- Type: data
- Location: United States
- Protocols: WFS, WMS, ESRI Map Service, CSW
- Established: May 28, 2014
- Current status: operational
- Commercial?: No
- Funding: Original funding provided by United States Department of Energy

= National Geothermal Data System =

American geological data network

The National Geothermal Data System (NGDS) is an American distributed data network that collects and provides public access to digital geothermal exploration and development information. Data includes borehole temperature measurements, geothermal gradients, active faults, and geochemical analyses.

==History==
NGDS was initially funded by the United States Department of Energy Geothermal Technologies Program (awards DE-EE0001120 and DE-EE002850), as part of the American Recovery and Reinvestment Act of 2009.

The National Geothermal Data System makes use of the large collection of hard copy documents stored in state geological survey archives. These documents include maps, field notes and well logs relevant to geothermal exploration and development. Some of the information was originally gathered for use by the oil industry. NGDS facilitates the digitization of this data, and ensures that data from various sources is stored in a compatible format to facilitate standardized search terms and geospatial analyses. Participating agencies maintain ownership and control of data they contribute.

Once digitized, the NGDS provides free public access to the data by means of a distributed network of online databases, and also provide the public with free and open-source software with which to search and view the data.

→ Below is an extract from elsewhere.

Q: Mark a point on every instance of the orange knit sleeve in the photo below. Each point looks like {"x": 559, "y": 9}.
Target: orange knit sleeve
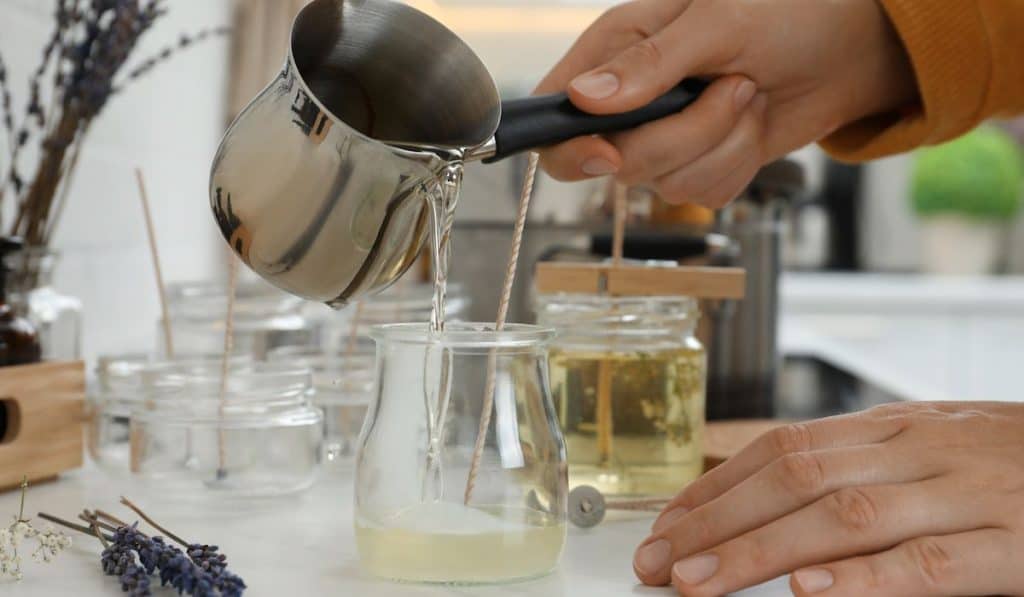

==Participating Agencies==
NGDS primary contributors include the United States Geological Survey, Southern Methodist University, and the Association of American State Geologists.

Most agencies that contribute data to NGDS host their data on their own servers; some smaller agencies submit their data to contract-designated hubs, while still owning their data. NGDS hub states include Arizona, Illinois, Kentucky, and Nevada.

Participating agencies also submit metadata records to a central web-accessible catalog, describing the data that has been contributed to NGDS. Both NGDS data and the NGDS catalog can be accessed by common web browsers and web applications. NGDS data can also be accessed by geographic information system software applications including ArcGIS, UDig, QGIS, and GvSIG.